Retour aux Montagnes-Noires et à l'Eozoon canadense



Carte de Logan et Dawson (1875). Cliquez sur l'image pour la voir en pleine grandeur. Document (avec le texte qu'il accompagne) fournit par le Projet Gutenberg. Référence complète à la fin du billet.



Détail de la carte de Logan et Dawson (1875), depuis l'Outaouais, au sud, jusqu'aux lacs Montigny (Simonet), Viceroy et Barrière, au nord.


Bref retour à l'Eozoon canadense de St-André-Avellin et aux Montagnes Noires de Ripon. Et même, pourquoi pas, aux chutes de Plaisance.

La carte géologique qui illustre le billet est une version remaniée par Dawson (1875) d'une carte de Logan (1863). Obsolète dans ses principes (mais pas nécessairement toujours fausse), elle reste la première véritable carte géologique moderne de l'Outaouais entre Thurso et Grenville. Une sorte de monument historique, intéressant en soi, malgré ses limites.

J'avais déjà utilisée la version primitive, celle de Logan, pour localiser les chutes de Plaisance (voir billets des 16 et 18 août 2015).

Dawson (1875) a réutilisé la carte pour situer situer l'Eozoon canadense (voir le billet du 3 févr. 2017). Les Montagnes-Noires, dont il a été question récemment (billets des 22 déc. 2016 et du 25 janv. 2017) figurent aussi sur la carte. Façon de parler, puisqu'elles se confondent dans une bande de gneiss à orthoclase (en rose sur la carte) qui regroupe en fait un grand nombre de gneiss et de plutons non séparés.

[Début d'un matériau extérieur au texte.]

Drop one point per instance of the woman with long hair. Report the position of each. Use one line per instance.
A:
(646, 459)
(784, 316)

L'Eozoon canadense, les Montagnes-Noires, les chutes de Plaisance... La région n'est pas dépourvue d'intérêt du point de vue géologique. Il y a là un potentiel insoupçonné...

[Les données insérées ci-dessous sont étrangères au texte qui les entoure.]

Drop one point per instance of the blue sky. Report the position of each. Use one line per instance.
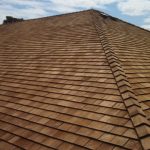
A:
(134, 11)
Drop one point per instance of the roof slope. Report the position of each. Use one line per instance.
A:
(66, 82)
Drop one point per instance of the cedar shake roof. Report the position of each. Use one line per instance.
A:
(79, 81)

Détail agrandi de la carte de Logan et Dawson (1875), avec modifications.
Légende partielle
Rose et brun : bandes de gneiss à orthoclase ; bleu : bande de marbre ; trait rouge : Eozoon, à Côte-St-Pierre ; LN : lac noir ; MN : Montagnes-Noires, pluton de syénite-diorite noyé dans le gneiss à orthoclase. Lac Montigny : Lac Simonet d'aujourd'hui.
Les bandes de gneiss à orthoclase englobent plusieurs roches (gneiss variés et plutons). La carte les distribue en les entrelardant de bandes de marbre selon des principes stratigraphiques qui ne s'appliquent pas à ces formations.


Référence


mardi 18 août 2015

Plaisance 1862



Logan, W. E.; Map showing the distribution of Laurentian rocks in parts of the counties of Ottawa, Terrebonne, Argenteuil & Two Mountains, CGC, 1862.


Résumé

Séquelle du billet précédent.



Petit voyage dans l'histoire.

La carte de sir Logan (fondateur et premier directeur de la Commission géologique du Canada (CGC)) reproduite ici est la plus ancienne (1862) à montrer de façon un tant soit peu détaillée la géologie des rives de l'Outaouais inférieur entre Plaisance et le lac des Deux Montagnes.

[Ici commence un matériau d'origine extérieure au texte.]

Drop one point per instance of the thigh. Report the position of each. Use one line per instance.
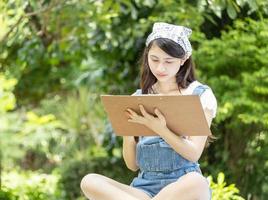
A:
(191, 186)
(126, 188)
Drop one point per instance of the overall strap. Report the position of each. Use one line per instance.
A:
(200, 89)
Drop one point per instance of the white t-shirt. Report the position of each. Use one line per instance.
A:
(208, 99)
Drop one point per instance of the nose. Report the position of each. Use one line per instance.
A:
(160, 67)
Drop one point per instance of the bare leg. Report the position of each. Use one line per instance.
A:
(98, 187)
(191, 186)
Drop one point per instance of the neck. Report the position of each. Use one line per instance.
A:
(166, 88)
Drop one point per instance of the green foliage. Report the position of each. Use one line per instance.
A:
(30, 186)
(29, 140)
(221, 191)
(236, 67)
(6, 194)
(7, 98)
(73, 172)
(233, 7)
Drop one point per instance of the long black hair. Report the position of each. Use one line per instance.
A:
(184, 76)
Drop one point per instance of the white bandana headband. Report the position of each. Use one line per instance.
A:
(178, 34)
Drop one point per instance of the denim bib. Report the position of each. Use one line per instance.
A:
(153, 154)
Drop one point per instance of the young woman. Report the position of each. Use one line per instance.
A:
(168, 163)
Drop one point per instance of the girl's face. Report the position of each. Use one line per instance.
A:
(163, 66)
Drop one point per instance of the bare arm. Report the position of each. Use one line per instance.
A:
(129, 152)
(190, 148)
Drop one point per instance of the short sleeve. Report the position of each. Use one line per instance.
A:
(137, 92)
(209, 101)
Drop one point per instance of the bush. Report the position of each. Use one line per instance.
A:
(75, 170)
(25, 185)
(6, 194)
(221, 191)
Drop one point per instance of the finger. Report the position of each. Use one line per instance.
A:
(132, 112)
(159, 114)
(135, 121)
(144, 112)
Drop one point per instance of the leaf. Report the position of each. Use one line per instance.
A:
(231, 10)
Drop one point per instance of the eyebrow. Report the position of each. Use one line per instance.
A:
(167, 58)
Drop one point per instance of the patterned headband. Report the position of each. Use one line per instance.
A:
(178, 34)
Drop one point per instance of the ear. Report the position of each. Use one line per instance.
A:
(184, 60)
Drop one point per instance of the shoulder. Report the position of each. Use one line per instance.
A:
(137, 92)
(207, 97)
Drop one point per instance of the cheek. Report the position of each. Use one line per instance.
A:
(151, 65)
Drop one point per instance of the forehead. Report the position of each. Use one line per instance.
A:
(156, 51)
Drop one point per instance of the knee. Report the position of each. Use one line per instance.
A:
(201, 187)
(91, 183)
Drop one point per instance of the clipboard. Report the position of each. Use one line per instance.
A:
(183, 113)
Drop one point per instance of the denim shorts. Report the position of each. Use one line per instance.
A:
(159, 164)
(152, 182)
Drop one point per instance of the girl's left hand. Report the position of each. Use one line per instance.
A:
(157, 124)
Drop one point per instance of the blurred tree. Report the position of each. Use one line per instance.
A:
(236, 66)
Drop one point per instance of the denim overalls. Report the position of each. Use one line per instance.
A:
(159, 164)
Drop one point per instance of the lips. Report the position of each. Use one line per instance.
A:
(161, 74)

On peut retrouver beaucoup des contours de cette carte ou de leurs éléments sur les plus récentes. L'importance des bandes de marbre (les plus évidentes sont en en bleu) me semble exagérée ; elles ne forment pas en réalité des corps continus capables d'envelopper les quatre corps de gneiss à orthoclase (beige pâle à brun) identifiés sur la carte. Mais ne chipotons pas ; c'est facile de critiquer, café à la main, cet ouvrage ancien après avoir disposé les cartes récentes, forcément plus détaillées et plus exactes, tout autour de soi. Gneiss et marbre appartiennent à ce que Logan appelait le «Lower Laurentian», selon une conception stratigraphique du Précambrien obsolète depuis des lustres et des lustres.

(Ajout, 19 août 2015 : ces roches précambriennes appartiennent à la province de Grenville, un milliard d'années et plus. La «Limestone Grenville Band» de Logan – justement celle qui est en bleu –, en est l'ancêtre, mais je préfère fermer cette parenthèse avant de perdre du vue son point final.)

La carte montre la bande de marbre (bleu), continue ou non, qui passe par les chutes de Plaisance (voir le billet précédent ; voir détail de la carte, plus bas). Les gneiss locaux selon Logan (rose et brun) regroupent les paragneiss, gneiss granitique, tonalitique, etc., de nos cartes modernes.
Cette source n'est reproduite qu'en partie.